Als es mir eine halbe Stunde später doch zu kalt wurde und mein Magen zu knurren begann, fand ich sie in der Küche über ein Buch gebeugt.
»Was liest du?« fragte ich, während ich mich über den Kühlschrank hermachte.
» Sie kommen! Die Hufe der Nacht,
die Pferde des großen Schlafs kommen heran
unter ihren Mähnen aus Dunkelheit
Und immerdar fließen die Ströme
Tief wie die Flutgezeiten des Schlafs fließen die Ströme
Wir rufen – «
» Sie kommen «
fiel ich in ihren Sprechrhythmus ein,
» meine großen dunklen Pferde kommen!
Mit dem sachten und rauschenden Innern ihrer Hufe
Die Pferde des Schlafs galoppieren,
galoppieren über das Land. «
Sie blickte mich an. Ich hatte mir Wurst, Butter und Brot genommen, aß gierig.
»Du kannst das auswendig, Wasja?«
»Ich hab Thomas Wolfe auf dem Internat gelesen. Er hat mir das Leben gerettet. Er und Blok und Rimbaud – «
Marya wippte mit Kopf und Körper im Takt eines unhörbaren Rhythmus’, aufgeregt, erregt, als sie den Faden weiterspann:
» – und Sologub, und Brjussow, und Balmont. Nur Claudel mag ich nicht.«
»Ich auch nicht. Ist mir zuviel – «
»Kackruß, katholischer?«
Ich lachte. Diese Worte von diesen Lippen! Ich lachte und verschluckte mich an einem Wurstbrocken. Woher hatte sie nur diese Worte?
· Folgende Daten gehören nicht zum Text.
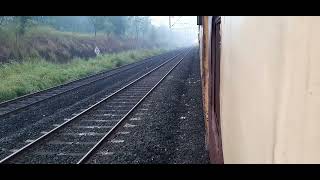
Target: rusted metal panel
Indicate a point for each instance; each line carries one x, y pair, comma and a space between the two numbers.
209, 90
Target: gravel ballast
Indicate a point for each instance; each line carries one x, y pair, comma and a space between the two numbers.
167, 128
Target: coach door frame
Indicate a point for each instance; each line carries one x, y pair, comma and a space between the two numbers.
215, 121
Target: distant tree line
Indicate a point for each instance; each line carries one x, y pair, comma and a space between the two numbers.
137, 28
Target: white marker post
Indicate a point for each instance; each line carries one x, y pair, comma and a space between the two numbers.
97, 51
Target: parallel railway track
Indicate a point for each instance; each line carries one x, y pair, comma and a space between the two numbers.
23, 102
75, 140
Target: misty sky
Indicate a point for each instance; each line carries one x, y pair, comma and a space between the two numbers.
164, 20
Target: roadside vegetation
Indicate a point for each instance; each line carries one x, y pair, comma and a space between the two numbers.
36, 74
39, 52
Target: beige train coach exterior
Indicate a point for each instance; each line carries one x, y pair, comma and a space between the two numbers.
261, 88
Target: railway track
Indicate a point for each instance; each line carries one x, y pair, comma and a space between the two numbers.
23, 102
76, 139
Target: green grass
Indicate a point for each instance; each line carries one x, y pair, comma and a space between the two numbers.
34, 74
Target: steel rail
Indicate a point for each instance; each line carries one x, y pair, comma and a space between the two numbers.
83, 112
68, 90
89, 153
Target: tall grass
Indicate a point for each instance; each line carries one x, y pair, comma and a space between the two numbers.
34, 74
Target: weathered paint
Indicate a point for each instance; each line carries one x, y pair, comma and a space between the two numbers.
270, 89
213, 142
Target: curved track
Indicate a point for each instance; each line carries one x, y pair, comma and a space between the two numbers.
23, 102
77, 138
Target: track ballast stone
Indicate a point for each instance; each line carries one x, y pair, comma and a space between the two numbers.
167, 128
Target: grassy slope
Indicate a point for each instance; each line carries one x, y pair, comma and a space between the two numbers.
36, 74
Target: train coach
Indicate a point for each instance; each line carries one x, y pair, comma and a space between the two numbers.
261, 88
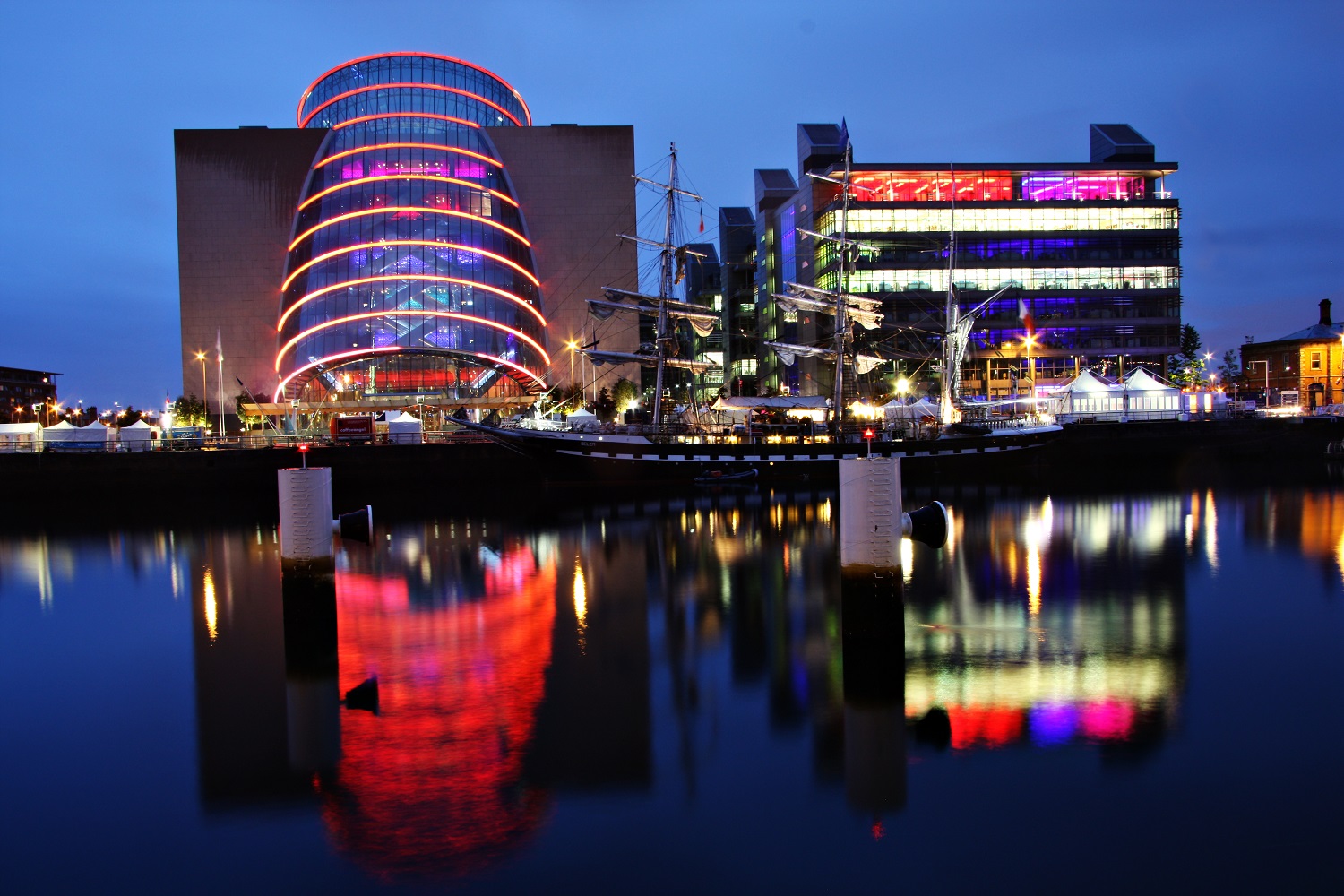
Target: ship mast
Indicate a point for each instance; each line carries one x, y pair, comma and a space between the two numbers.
952, 312
666, 287
838, 408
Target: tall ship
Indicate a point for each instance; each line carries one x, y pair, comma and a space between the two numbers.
693, 445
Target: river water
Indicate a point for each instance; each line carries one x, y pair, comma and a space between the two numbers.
1096, 694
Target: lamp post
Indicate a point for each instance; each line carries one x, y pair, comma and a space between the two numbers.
1265, 362
573, 347
220, 359
204, 405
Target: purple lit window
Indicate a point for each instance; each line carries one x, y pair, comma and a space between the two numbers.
1054, 187
410, 263
445, 338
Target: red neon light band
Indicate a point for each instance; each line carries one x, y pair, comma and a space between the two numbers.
416, 209
405, 115
408, 242
366, 316
383, 279
457, 150
422, 56
435, 177
401, 85
280, 390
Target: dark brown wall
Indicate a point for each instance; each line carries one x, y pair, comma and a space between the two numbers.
237, 191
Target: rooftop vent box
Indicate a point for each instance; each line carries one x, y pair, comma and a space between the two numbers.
1118, 142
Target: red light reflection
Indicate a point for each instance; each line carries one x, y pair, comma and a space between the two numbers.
432, 783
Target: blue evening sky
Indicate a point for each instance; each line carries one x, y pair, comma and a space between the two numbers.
1245, 96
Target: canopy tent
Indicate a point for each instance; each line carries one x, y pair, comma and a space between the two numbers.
405, 429
737, 408
21, 437
136, 437
58, 435
582, 421
921, 410
1150, 398
1139, 397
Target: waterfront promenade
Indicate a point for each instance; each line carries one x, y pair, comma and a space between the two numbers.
177, 485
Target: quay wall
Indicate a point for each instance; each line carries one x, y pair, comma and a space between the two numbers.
484, 478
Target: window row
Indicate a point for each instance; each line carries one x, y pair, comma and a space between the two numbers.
1008, 250
876, 220
409, 102
408, 223
386, 265
994, 279
387, 70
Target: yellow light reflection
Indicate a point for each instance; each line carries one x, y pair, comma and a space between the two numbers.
1339, 554
581, 605
1211, 530
211, 607
1035, 530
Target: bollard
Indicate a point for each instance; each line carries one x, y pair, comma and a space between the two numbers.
306, 514
873, 520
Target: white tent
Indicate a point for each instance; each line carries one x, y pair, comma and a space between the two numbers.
59, 435
1150, 398
582, 421
405, 429
21, 437
136, 437
1088, 397
96, 437
1140, 397
898, 410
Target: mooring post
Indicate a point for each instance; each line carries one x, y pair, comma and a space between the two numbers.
306, 516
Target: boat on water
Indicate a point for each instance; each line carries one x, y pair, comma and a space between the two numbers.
691, 447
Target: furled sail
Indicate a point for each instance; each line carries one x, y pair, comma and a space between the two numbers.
648, 360
867, 319
701, 322
789, 354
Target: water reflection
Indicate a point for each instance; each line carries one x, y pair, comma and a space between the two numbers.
519, 665
1053, 624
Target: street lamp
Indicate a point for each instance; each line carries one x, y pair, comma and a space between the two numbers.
204, 405
1265, 362
573, 346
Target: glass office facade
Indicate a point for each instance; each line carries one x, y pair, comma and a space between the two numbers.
1088, 254
409, 268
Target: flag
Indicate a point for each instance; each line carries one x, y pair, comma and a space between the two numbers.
1024, 316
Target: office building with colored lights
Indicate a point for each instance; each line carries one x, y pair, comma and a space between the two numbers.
1089, 254
414, 239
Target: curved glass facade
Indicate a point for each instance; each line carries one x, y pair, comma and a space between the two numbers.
409, 268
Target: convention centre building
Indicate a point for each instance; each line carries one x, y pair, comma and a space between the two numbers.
416, 238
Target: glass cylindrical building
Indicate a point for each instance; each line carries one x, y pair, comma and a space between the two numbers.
409, 268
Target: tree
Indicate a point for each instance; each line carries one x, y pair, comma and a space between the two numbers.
1188, 366
1230, 368
246, 419
188, 411
625, 394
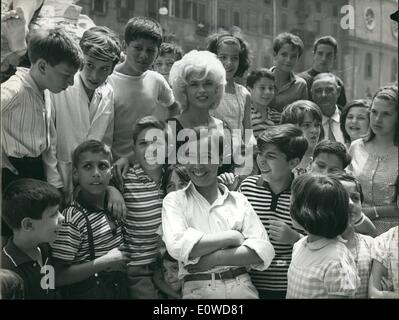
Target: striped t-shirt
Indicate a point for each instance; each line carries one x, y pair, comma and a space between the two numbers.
276, 206
72, 243
143, 198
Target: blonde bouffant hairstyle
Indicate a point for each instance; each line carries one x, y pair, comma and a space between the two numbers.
204, 63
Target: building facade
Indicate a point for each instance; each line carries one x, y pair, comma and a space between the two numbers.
367, 56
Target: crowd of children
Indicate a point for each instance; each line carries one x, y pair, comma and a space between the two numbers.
136, 178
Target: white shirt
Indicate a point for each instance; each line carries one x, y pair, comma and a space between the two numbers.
187, 216
76, 120
339, 137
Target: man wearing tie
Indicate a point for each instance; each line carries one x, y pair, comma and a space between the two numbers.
325, 93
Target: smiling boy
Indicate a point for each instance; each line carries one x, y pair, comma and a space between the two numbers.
30, 208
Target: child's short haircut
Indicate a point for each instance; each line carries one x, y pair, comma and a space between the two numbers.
295, 113
287, 38
214, 41
346, 176
333, 147
101, 43
388, 93
257, 74
93, 146
149, 122
55, 47
320, 204
359, 103
287, 138
179, 169
173, 48
145, 28
328, 40
203, 62
27, 198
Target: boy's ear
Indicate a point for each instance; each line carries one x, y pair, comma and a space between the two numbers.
26, 224
42, 65
293, 163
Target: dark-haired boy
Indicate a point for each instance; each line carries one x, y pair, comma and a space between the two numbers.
30, 209
169, 53
26, 113
329, 157
281, 149
85, 110
88, 247
325, 51
27, 128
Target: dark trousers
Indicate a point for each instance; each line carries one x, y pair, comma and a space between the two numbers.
27, 168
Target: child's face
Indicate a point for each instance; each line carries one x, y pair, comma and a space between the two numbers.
357, 122
95, 72
311, 129
175, 183
229, 55
93, 172
326, 163
47, 227
272, 163
383, 117
200, 93
287, 57
150, 148
164, 63
355, 204
140, 55
263, 92
59, 77
170, 270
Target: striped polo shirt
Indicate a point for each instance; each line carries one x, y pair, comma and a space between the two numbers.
72, 243
276, 206
143, 198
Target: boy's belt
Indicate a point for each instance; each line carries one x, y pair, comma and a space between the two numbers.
229, 274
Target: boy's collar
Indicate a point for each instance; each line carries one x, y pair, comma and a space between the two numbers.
17, 256
25, 75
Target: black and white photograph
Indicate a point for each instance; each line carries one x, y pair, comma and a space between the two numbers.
199, 150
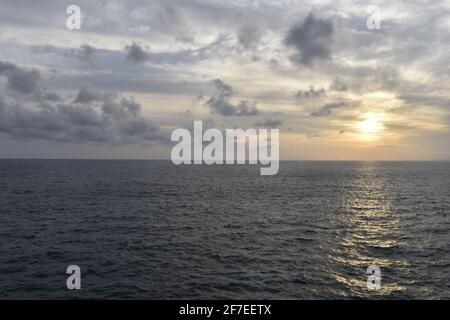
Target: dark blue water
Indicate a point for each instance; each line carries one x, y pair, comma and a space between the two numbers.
149, 229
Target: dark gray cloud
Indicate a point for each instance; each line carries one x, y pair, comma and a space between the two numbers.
221, 104
338, 85
87, 94
136, 53
312, 39
327, 109
20, 80
249, 36
269, 123
92, 117
86, 53
311, 93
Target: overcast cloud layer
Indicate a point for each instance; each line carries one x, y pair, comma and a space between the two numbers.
138, 69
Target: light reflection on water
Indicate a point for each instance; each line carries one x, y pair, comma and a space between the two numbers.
369, 225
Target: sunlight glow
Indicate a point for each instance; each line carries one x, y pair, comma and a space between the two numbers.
371, 124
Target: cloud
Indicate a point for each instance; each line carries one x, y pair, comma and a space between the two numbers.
269, 123
92, 117
249, 36
136, 53
311, 93
338, 85
312, 39
220, 102
327, 109
19, 80
86, 53
86, 95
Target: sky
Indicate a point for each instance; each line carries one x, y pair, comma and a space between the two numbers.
339, 79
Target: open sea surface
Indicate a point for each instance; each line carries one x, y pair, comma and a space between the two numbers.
153, 230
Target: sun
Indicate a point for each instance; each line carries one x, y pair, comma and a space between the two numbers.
371, 124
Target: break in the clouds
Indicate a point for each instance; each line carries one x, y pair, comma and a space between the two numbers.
334, 87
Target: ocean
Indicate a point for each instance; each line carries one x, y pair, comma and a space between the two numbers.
153, 230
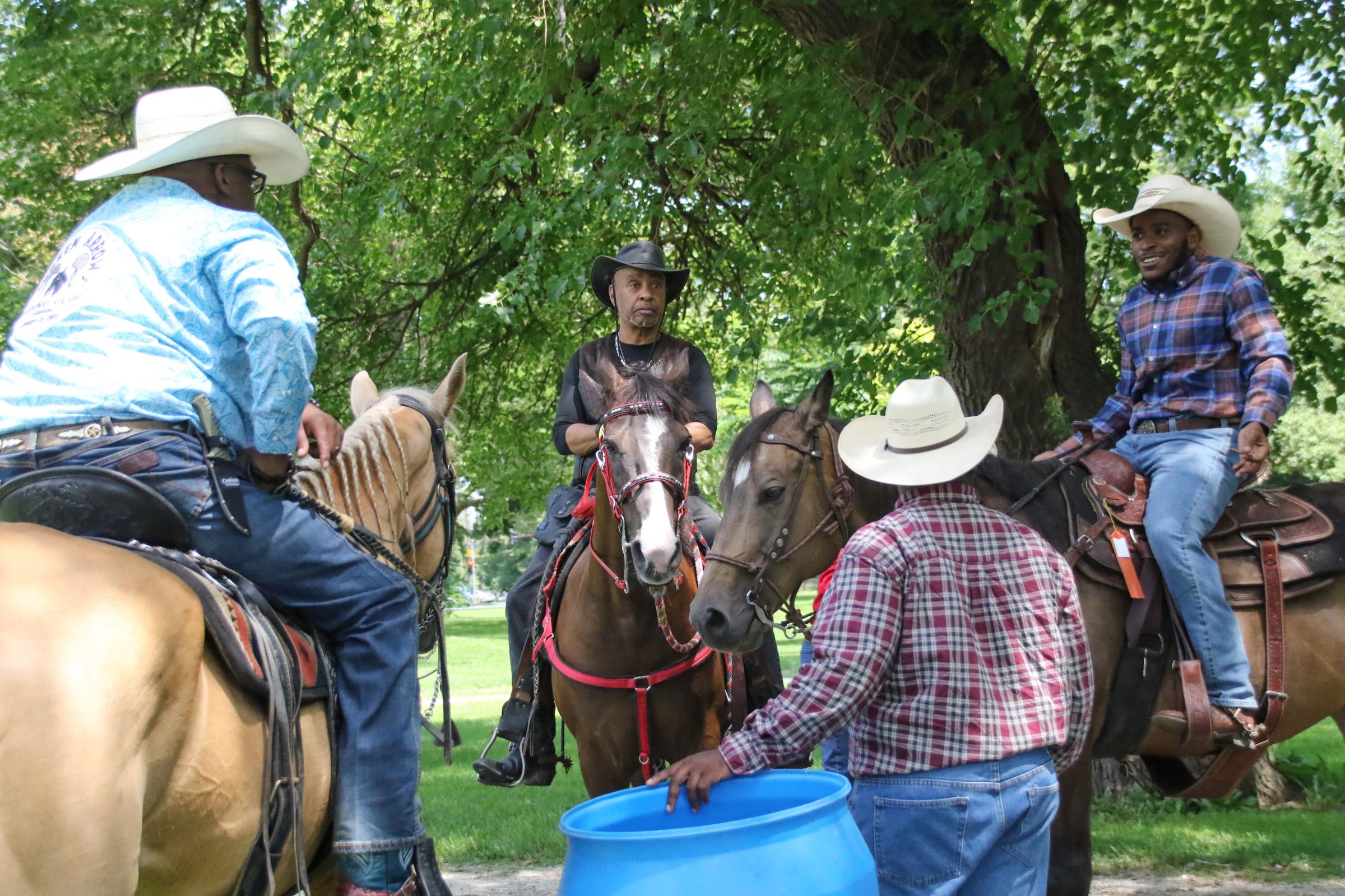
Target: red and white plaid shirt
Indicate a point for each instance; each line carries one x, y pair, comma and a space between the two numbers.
952, 634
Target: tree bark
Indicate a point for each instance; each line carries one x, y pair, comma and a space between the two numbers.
970, 91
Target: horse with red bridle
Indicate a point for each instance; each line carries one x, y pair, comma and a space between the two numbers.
631, 677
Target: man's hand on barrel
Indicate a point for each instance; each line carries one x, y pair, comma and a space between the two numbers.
697, 771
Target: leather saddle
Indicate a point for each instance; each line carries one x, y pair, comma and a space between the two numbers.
95, 502
271, 657
1293, 522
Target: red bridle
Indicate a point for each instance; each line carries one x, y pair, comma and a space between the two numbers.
616, 497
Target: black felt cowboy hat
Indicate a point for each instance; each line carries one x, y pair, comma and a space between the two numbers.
643, 254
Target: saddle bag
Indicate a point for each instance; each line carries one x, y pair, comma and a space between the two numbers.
560, 506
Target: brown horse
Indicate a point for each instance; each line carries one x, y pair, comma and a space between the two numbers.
129, 759
764, 475
613, 632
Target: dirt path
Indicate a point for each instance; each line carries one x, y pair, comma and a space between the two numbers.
544, 881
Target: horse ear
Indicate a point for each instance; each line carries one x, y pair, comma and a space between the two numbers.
817, 408
763, 400
364, 393
449, 391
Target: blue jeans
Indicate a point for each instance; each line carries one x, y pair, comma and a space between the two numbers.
981, 829
1191, 481
836, 750
308, 568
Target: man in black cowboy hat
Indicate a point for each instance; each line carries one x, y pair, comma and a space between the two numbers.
638, 286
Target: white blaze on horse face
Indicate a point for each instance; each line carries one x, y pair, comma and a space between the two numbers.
741, 474
657, 535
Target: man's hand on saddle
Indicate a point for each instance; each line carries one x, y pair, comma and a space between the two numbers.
319, 428
1254, 448
697, 773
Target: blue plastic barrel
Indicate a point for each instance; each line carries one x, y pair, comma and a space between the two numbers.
778, 833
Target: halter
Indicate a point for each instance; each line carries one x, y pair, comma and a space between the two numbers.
840, 499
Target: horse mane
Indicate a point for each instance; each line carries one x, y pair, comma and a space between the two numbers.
644, 387
372, 468
1047, 513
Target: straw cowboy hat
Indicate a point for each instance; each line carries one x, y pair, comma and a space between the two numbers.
923, 438
1216, 219
643, 254
180, 124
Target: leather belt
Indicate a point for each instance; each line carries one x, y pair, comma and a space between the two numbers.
35, 439
1180, 424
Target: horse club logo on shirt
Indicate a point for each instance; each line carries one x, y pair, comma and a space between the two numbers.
64, 287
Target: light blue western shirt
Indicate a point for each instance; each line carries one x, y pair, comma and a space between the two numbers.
159, 296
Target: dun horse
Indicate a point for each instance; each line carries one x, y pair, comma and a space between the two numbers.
129, 759
609, 626
764, 478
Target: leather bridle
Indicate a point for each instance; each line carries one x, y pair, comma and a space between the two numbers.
840, 498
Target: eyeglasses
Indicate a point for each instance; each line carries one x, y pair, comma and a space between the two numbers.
256, 178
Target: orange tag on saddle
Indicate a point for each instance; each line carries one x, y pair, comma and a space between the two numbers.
1121, 546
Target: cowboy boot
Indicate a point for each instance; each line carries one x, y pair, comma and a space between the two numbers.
346, 888
425, 868
1230, 727
537, 769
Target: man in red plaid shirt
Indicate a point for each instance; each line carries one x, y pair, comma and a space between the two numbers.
1204, 376
953, 645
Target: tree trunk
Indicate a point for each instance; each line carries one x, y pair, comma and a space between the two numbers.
935, 61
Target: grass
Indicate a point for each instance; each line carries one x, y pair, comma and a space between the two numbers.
475, 825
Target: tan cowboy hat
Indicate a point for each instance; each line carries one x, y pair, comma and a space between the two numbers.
923, 439
1216, 219
180, 124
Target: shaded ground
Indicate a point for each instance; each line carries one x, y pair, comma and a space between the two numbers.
544, 881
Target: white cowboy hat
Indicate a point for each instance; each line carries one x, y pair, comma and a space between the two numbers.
923, 439
1216, 219
180, 124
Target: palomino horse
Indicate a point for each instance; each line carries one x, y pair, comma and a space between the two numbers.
129, 759
609, 626
770, 465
Als ich mich endlich beruhigt hatte, erzählte sie mir, was ihr die Bücher bedeuteten, wie sie ihr Halt gaben in diesen Jahren. Sie konnte gar nicht mehr ablassen, an mich auszuteilen, was sie an Überfülle besaß, was sie vor Neugierde auf das Lesen, auf das Leben überlaufen ließ. Ich erschrak über ihre Formulierungen. Ebensogut hätten sie von mir sein können, von mir, als ich in ihrem Alter war. Es war mehr als nur eine Reminiszenz an das Internat. Das war nicht das fremde Kind, das anzutreffen ich erwartet hatte. Marya war nicht fremd. Und nicht Kind.